Dans un contexte marqué par une augmentation de 285 % du prix de l'électricité depuis 2014, le financement de la guerre et l'enrichissement des oligarques peut expliquer à lui seul le soutien populaire au blocus de l'est. Mais ce serait oublier une autre victime collatérale, qui ne déplairait pas forcément à tous les ukrainiens : Pietr Poroshenko. En ne mettant pas fin au Blocus, malgré les demandes de Moscou, de l'EU, du G7, ce dernier montre sa faiblesse politique. Il risque de ne plus paraître « the right man, in the right place » pour les occidentaux. Si on rajoute à cela les risques d'érosion du PIB, le FMI pourrait bien lui aussi penser la même chose. Alors, la probabilité d'élections législatives anticipées en Ukraine augmenterait de manière significative. Qui en seraient les principaux vainqueurs ? Ce serait l'Union Pan Ukrainienne–Patrie de Ioula Tymochenko. Dans l'expectative d'élections anticipées, voir de son renversement, Pietr Poroshenko jouerait alors la carte de l'oligarque avant celle du Président. Il ne verrait alors dans le blocus qu'une opportunité économique lui permettant de racheter l'empire financier de Rinat Akhmetov à moindre coût.

 

Épilogue : il y a presque deux ans jour pour jour, Raphaël Glucksman dans l'émission « Ce soir ou jamais  » de Frédéric Taddei, répondait à Slodoban Despot, qu'il n'y avait pas de « nazi » en Ukraine car ils n'avaient fait que 2 % aux élections. Affirmant que ces 2 % (750.000 d'électeurs) n'avaient pas de poids politique en Ukraine. Or, aujourd'hui il n'en faut qu'une centaine pour prendre le pays en otage...



8 réactions


  • howahkan 6 mars 2017 17:55

    Salut, ce pays vit des complots à l’intérieur des complots eux mêmes à l’intérieur d’autres complots......

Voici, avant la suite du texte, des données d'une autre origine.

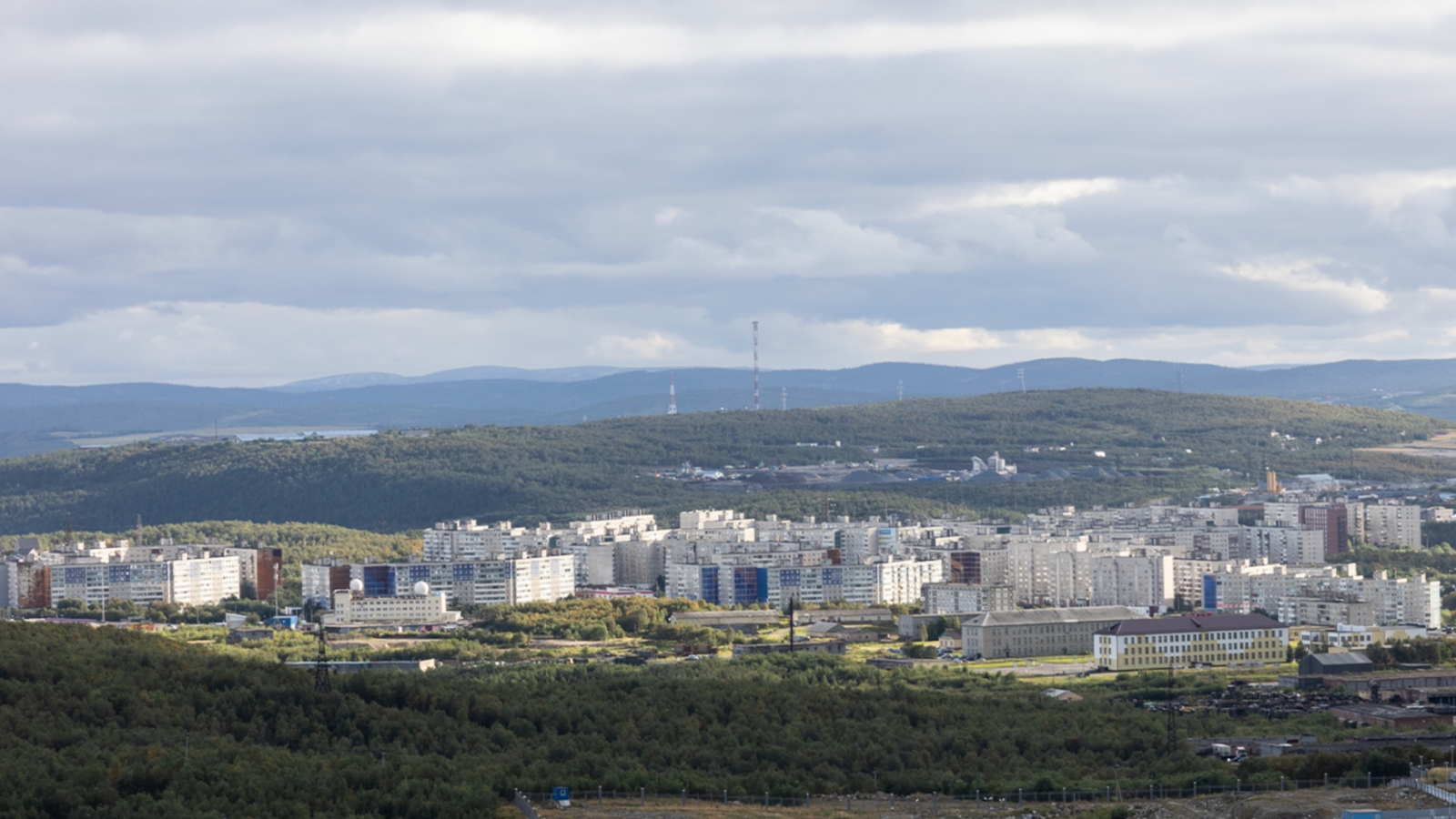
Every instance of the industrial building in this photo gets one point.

    la présence des nazis , vrais ou imitations hollywoodiennes moi je ne sais pas, indique t’elle que comme je le pense nous sommes toujours dans le scénario de la 2eme guerre mondiale qui n’a pas été fini mais à pris une autre tournure due à la défaite des germains par la Russie ??????

    L’Allemagne vainqueur le NOM aurait déjà été là depuis longtemps ..en grand vainqueur, or là la contestation prend de l’ampleur..

    tous les mêmes acteurs sont là..

    salutations..


  • Irina Irina 6 mars 2017 19:04

    Très bon article !


  • Laurent Courtois Courtois Laurent 6 mars 2017 19:18

    Un petit correctif :

    43 entreprises ont été nationalisées dont une filiale de la société française Air-Liquide.


    • Jeff84 7 mars 2017 07:18

      @Courtois Laurent
      Donc, vous soutenez également la violation du droit de propriété (garanti par la Déclaration des Droits de l’Homme et du Citoyen) de ressortissants français ?


    • Laurent Courtois Courtois Laurent 7 mars 2017 08:47

      @Jeff84

      Bonjour,

      Cela m’a beaucoup surpris de voir qu’une entreprise française se trouvait dans la liste des entreprises « nationalisées » (en réalité, mise sous tutelle temporaire), car la mesure vise des biens d’oligarques ukrainiens

      Il s’agit de l’usine d’oxygène de YenaKievo, qui fournit l’oxygène aux aciéries locales. Je vais prendre contact avec l’air liquide pour savoir si l’entreprise a été mise sous tutelle avant ou aprés avoir stopée son activité.

      Avant, implique un acte politique.
      Après, implique un cas de force majeur, car les acieries ne peuvent fonctionner sans oxygène.

      Donc difficile de prendre position sans connaitre tous les tenants et les aboutisants .

      Mais d’une manière générale, je suis pour le droit à la propriété tant qu’il ne nuit pas à l’intérêt collecif.


  • JC_Lavau JC_Lavau 7 mars 2017 11:58

    Mythologie standard, ce coup de « l’effet papillon », populaire, mais ne vaut pas un clou.


    • Laurent Courtois Courtois Laurent 7 mars 2017 12:54

      @JC_Lavau

      Bonjour,


      votre remarque est-elle purement scientifique ? Si, oui, je partage votre avis.

      Néanmoins l’image métaphorique est intéressante, bien plus parlant que l’« effet domino » qui n’implique l’amplification d’un phénomène.

      Bonne journée à vous


  • Doume65 7 mars 2017 17:08

    « Raphaël Glucksman [affirmant] qu’il n’y avait pas de « nazi » en Ukraine car ils n’avaient fait que 2 % aux élections. Affirmant que ces 2 % (750.000 d’électeurs) n’avaient pas de poids politique en Ukraine. »

    De même qu’il n’y a aucun oligarque en France vu qu’il y a officiellement exactement 0 électeurs ayant voté pour.